WASHINGTON (AP) — The Supreme Court on Wednesday mulled the Trump administration’s push to end legal protections for migrants fleeing war and natural disaster, in one in a series of immigration cases the justices are considering against the backdrop of the president's far-reaching crackdown.
Several conservative justices appeared to be leaning in favor of the Republican administration's argument that the law limits what courts can do on program known
as temporary protected status, or TPS. The outcome could come down to how Chief Justice John Roberts and Justice Amy Coney Barrett vote.
The government is appealing lower court orders that blocked the Department of Homeland Security from quickly ending temporary protected status for people from Haiti and Syria. If the justices agree with President Donald Trump, authorities potentially could strip protections from up to 1.3 million people from 17 countries, exposing them to possible deportation.
The court has sided with the administration before and allowed the end of the program for people from Venezuela as lawsuits continue to play out, though the justices did not detail their reasoning.
The Department of Justice argues that the homeland security secretary has the power to end the program, and that the law bars judges from questioning those decisions. “’No judicial review’ means no judicial review,” federal lawyers wrote in court documents.
But lawyers for about 350,000 migrants from Haiti and 6,000 from Syria say judges can consider whether authorities followed all the steps laid out in the law. They contend that in both cases, the government short-circuited the process.
Since Trump returned to the White House in January 2025, DHS has ended the protections people from 13 countries. Some who have lived and worked in the U.S. legally for more than a decade have lost jobs and housing in a matter of weeks, lawyers said. Returning to Haiti and Syria is out of the question for many people because those countries remain wracked with violence and instability, said Sejal Zota, co-founder and legal director of Just Futures Law.
“This really is life or death,” she said. Four Haitian women who were deported from the United States in February were found beheaded and dumped in a river several months later, lawyers said in court documents.
The administration appealed to the high court after judges in New York and the District of Columbia agreed to delay the end of protections.
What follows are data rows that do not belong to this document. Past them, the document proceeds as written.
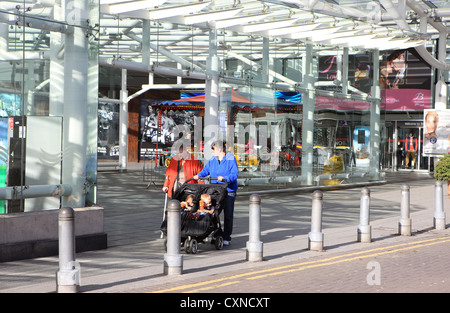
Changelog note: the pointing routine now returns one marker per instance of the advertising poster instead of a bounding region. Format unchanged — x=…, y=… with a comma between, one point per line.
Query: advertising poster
x=108, y=131
x=361, y=146
x=161, y=121
x=3, y=158
x=436, y=132
x=405, y=81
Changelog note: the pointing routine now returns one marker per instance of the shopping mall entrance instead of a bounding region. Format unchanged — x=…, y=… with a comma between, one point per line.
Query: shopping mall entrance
x=401, y=153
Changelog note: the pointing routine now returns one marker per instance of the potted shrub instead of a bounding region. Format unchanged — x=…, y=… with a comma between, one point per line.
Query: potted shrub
x=442, y=170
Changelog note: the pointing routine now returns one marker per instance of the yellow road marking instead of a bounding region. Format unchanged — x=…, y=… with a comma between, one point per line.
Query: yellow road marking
x=310, y=264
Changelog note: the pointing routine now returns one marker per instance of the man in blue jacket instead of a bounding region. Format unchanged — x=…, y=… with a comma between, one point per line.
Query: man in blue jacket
x=223, y=166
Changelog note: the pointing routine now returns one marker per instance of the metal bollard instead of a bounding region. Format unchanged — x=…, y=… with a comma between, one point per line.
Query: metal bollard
x=173, y=259
x=404, y=225
x=68, y=274
x=254, y=244
x=364, y=229
x=315, y=237
x=439, y=213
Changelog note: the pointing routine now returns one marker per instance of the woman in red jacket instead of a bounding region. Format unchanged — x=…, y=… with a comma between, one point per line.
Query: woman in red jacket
x=182, y=167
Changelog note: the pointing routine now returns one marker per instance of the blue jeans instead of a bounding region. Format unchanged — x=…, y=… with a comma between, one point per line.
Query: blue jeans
x=228, y=213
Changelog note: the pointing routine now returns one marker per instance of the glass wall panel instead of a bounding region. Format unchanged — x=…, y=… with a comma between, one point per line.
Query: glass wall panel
x=34, y=41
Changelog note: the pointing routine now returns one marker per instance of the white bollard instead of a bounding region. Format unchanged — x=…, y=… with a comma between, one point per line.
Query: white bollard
x=315, y=237
x=439, y=213
x=404, y=224
x=173, y=259
x=68, y=274
x=364, y=228
x=254, y=244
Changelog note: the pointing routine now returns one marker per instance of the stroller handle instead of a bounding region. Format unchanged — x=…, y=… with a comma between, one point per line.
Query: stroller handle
x=206, y=178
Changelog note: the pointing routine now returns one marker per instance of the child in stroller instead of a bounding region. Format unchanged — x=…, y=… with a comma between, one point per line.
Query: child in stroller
x=195, y=227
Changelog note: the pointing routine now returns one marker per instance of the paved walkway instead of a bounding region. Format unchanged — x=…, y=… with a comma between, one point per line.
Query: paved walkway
x=134, y=260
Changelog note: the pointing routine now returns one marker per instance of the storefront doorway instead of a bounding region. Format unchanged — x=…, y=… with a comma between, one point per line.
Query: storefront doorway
x=401, y=152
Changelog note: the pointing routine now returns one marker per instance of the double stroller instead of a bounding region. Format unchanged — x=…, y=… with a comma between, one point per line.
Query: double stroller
x=207, y=227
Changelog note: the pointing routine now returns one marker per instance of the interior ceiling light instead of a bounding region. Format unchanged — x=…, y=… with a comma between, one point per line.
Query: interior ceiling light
x=239, y=20
x=292, y=29
x=169, y=12
x=259, y=27
x=314, y=32
x=210, y=16
x=129, y=6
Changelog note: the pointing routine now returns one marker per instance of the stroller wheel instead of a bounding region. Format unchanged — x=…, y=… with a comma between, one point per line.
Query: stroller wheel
x=187, y=246
x=193, y=246
x=219, y=243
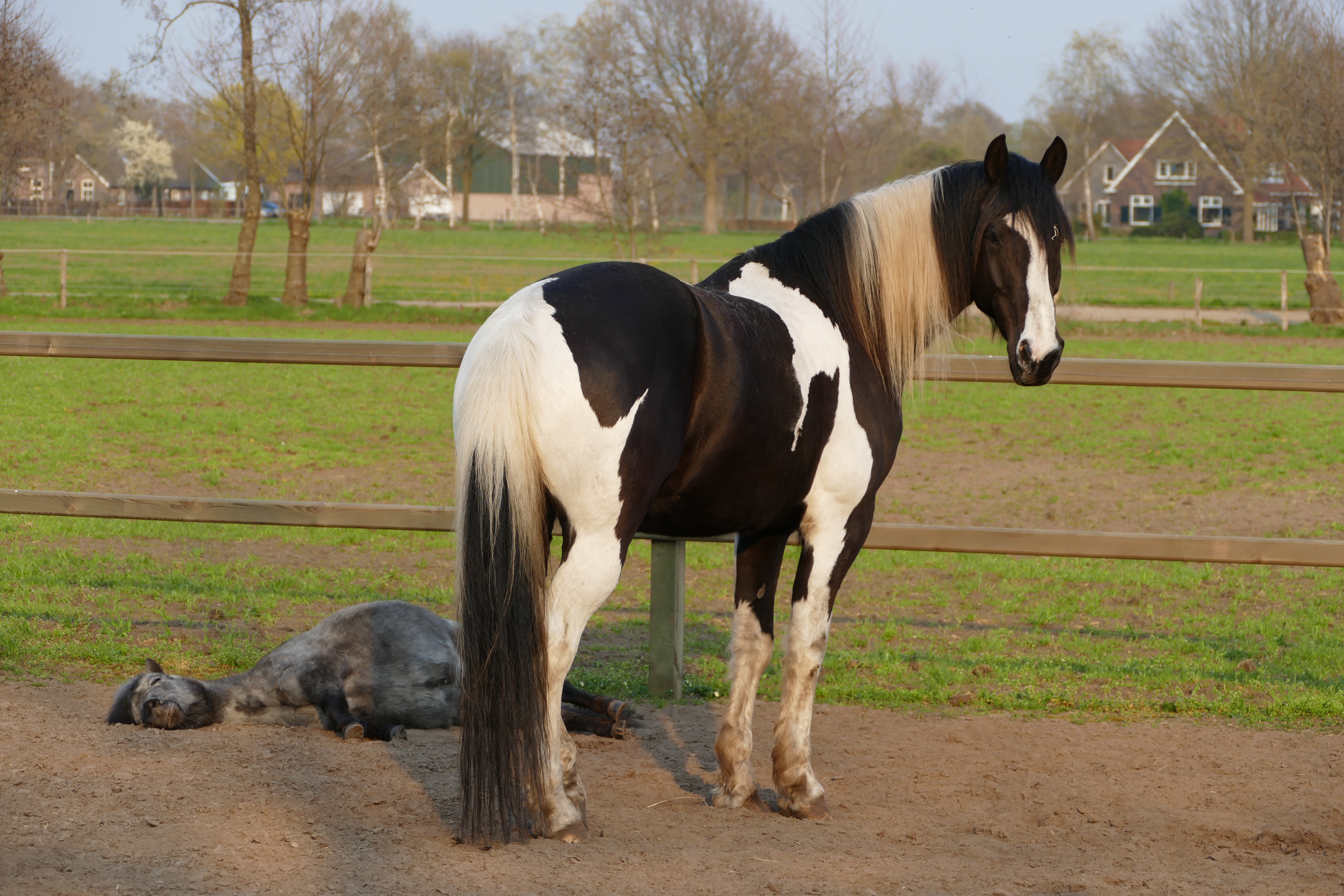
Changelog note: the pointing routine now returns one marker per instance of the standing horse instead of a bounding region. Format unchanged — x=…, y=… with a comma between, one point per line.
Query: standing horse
x=765, y=401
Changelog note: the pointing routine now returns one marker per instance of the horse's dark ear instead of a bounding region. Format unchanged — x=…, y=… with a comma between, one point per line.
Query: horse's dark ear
x=120, y=713
x=996, y=159
x=1053, y=163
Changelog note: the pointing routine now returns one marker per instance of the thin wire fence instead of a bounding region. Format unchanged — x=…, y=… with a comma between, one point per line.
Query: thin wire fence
x=163, y=279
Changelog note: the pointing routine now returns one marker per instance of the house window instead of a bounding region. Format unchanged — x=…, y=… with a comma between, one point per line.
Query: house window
x=1173, y=170
x=1140, y=211
x=1267, y=217
x=1212, y=211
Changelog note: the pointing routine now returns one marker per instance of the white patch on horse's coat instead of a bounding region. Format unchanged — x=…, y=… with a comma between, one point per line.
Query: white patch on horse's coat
x=840, y=484
x=818, y=344
x=580, y=463
x=1038, y=331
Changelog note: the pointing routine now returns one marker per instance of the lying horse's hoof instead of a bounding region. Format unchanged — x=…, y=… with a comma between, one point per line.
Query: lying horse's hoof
x=574, y=833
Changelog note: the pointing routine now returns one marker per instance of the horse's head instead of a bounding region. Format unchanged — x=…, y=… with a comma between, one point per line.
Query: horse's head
x=1021, y=236
x=155, y=699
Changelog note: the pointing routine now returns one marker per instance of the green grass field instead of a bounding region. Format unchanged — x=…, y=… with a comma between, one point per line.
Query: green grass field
x=1094, y=639
x=113, y=273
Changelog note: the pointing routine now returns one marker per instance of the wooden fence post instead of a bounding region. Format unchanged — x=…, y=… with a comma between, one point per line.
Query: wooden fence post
x=667, y=617
x=1283, y=300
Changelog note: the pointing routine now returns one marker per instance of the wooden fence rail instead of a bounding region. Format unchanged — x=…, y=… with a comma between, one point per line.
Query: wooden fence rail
x=669, y=555
x=957, y=369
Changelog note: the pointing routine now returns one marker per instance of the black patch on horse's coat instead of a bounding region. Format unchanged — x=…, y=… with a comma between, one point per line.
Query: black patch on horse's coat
x=617, y=364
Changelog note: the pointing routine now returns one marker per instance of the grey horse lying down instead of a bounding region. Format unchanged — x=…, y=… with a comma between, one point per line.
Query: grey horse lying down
x=369, y=671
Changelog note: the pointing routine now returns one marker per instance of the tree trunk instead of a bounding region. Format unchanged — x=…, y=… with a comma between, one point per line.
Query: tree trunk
x=240, y=284
x=1088, y=201
x=1322, y=287
x=712, y=197
x=468, y=170
x=296, y=260
x=513, y=147
x=366, y=241
x=382, y=183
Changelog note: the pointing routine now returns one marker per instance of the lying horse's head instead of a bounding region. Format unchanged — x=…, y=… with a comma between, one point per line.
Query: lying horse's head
x=155, y=699
x=1015, y=229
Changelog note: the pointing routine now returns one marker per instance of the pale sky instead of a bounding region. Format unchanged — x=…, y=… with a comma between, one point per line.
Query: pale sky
x=999, y=52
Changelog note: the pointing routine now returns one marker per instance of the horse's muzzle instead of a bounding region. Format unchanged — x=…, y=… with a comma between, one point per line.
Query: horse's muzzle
x=1029, y=371
x=162, y=714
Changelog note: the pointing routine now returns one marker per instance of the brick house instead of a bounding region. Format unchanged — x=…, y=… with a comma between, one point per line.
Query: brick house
x=1131, y=177
x=50, y=186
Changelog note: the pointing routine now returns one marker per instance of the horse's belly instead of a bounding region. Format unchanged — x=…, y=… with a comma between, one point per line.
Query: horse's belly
x=288, y=716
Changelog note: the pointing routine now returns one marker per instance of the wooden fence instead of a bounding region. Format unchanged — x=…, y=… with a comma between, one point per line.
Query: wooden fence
x=669, y=555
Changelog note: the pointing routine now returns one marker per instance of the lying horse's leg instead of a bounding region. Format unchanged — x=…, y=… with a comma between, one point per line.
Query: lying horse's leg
x=753, y=645
x=609, y=707
x=828, y=550
x=581, y=585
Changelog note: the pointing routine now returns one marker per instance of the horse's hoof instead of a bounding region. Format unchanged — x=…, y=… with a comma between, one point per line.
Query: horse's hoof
x=574, y=833
x=816, y=812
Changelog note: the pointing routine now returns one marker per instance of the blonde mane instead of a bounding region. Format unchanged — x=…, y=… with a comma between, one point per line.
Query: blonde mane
x=900, y=294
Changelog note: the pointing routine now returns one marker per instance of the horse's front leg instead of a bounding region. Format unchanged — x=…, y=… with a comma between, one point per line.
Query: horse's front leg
x=827, y=555
x=753, y=645
x=588, y=575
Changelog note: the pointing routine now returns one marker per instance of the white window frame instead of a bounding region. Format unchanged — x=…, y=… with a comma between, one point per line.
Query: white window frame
x=1212, y=203
x=1142, y=202
x=1164, y=170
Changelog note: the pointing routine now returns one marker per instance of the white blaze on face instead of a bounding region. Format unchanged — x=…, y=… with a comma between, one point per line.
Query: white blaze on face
x=1038, y=331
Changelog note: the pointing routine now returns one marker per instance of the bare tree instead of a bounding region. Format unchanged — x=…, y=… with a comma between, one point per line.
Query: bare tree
x=314, y=61
x=467, y=78
x=1224, y=61
x=244, y=15
x=1077, y=91
x=695, y=58
x=30, y=83
x=385, y=100
x=1315, y=144
x=840, y=54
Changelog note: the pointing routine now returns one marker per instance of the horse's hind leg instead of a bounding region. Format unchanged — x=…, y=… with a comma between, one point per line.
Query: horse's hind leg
x=753, y=645
x=827, y=555
x=581, y=585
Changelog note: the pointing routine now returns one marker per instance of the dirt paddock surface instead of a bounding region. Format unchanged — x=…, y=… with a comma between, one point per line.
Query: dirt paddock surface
x=923, y=805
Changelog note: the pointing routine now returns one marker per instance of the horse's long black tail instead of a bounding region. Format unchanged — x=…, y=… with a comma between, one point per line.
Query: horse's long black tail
x=502, y=553
x=501, y=589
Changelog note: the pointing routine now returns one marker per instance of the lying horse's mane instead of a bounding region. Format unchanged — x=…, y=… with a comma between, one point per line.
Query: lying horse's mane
x=896, y=261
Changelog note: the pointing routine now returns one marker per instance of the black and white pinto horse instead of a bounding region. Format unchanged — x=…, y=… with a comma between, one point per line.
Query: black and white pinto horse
x=765, y=401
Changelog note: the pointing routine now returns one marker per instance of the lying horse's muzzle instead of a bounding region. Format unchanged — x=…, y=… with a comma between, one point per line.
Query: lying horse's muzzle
x=162, y=714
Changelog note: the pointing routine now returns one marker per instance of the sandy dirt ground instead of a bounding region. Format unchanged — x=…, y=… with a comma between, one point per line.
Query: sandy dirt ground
x=959, y=805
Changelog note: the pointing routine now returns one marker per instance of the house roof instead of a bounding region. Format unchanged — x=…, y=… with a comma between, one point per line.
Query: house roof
x=1175, y=117
x=1128, y=147
x=1091, y=160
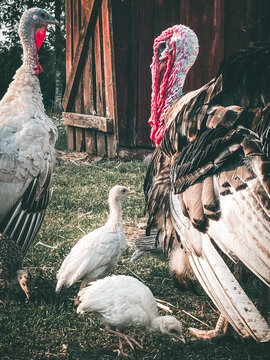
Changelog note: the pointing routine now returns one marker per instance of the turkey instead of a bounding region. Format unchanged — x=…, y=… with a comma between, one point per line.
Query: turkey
x=207, y=185
x=27, y=138
x=11, y=271
x=99, y=250
x=123, y=301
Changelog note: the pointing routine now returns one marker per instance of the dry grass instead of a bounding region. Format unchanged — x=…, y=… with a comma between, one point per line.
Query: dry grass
x=47, y=327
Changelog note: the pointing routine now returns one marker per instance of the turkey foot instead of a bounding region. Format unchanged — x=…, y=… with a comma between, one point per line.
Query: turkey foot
x=219, y=331
x=130, y=340
x=77, y=299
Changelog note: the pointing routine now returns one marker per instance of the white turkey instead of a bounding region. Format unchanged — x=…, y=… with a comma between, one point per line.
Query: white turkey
x=121, y=302
x=207, y=185
x=99, y=250
x=27, y=138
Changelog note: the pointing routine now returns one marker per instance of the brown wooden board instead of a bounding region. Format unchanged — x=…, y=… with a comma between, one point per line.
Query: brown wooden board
x=109, y=75
x=88, y=121
x=79, y=56
x=69, y=47
x=206, y=18
x=146, y=27
x=124, y=49
x=108, y=61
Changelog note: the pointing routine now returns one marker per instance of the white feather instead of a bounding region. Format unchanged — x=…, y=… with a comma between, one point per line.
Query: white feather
x=217, y=280
x=99, y=250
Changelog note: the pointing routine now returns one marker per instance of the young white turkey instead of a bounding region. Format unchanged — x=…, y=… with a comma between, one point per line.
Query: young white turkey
x=11, y=271
x=27, y=138
x=99, y=250
x=121, y=302
x=207, y=184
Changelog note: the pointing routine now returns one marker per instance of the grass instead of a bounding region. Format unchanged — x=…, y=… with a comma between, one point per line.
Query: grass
x=48, y=327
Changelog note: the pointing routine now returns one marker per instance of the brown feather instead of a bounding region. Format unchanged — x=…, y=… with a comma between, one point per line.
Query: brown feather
x=193, y=200
x=210, y=200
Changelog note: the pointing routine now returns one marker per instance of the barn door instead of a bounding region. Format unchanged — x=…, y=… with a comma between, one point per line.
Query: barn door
x=89, y=100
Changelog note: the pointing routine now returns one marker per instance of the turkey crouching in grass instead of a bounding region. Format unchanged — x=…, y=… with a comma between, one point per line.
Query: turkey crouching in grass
x=27, y=138
x=99, y=250
x=11, y=271
x=121, y=302
x=207, y=184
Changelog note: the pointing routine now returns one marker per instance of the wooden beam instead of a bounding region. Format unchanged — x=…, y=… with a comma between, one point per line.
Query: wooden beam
x=77, y=63
x=88, y=121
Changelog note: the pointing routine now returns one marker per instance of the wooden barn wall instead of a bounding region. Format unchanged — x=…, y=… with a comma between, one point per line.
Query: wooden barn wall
x=109, y=104
x=136, y=23
x=93, y=93
x=222, y=27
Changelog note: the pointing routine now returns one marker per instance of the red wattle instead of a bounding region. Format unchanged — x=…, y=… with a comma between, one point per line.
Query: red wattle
x=39, y=36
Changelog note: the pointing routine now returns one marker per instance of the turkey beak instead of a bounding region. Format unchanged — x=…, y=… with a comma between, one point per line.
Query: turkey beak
x=53, y=21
One judge found that “hostility to nonwhite immigrants” likely played a role in the decision to end protections for Haitians.
During his 2024 presidential campaign, Trump amplified false rumors that Haitian immigrants were abducting and eating dogs and cats. Federal authorities have denied racial animus played any role in the protection decisions.
Syrians were first granted protected status in 2012, during a civil war that lasted for more than a decade before the fall of President Bashar Assad’s government in late 2024.
Haitians joined the program in 2010 after a catastrophic earthquake and have been extended multiple times amid ongoing gang violence that has displaced more than a million people, according to court documents.
Maryse Balthazar was on vacation in the U.S. when the earthquake hit Haiti. She has now been in the U.S. for 16 years with temporary legal status. She has two children and works as a nursing assistant to the elderly. That profession relies on Haitian immigrants like her and would be hobbled by a Supreme Court decision that allowed their status to end, an industry group said in court papers.
For Balthazar, losing those protections would be devastating. She lost her home in Haiti to the earthquake, and another house she could have lived in was destroyed in a fire, possibly due to gang involvement. “I’d be homeless,” she said. “I’m scared … it’s a fear we are all living with.”
Other immigration cases the high court is considering this year include Trump's push to restrict birthright citizenship and the administration's power to revive a restrictive asylum policy.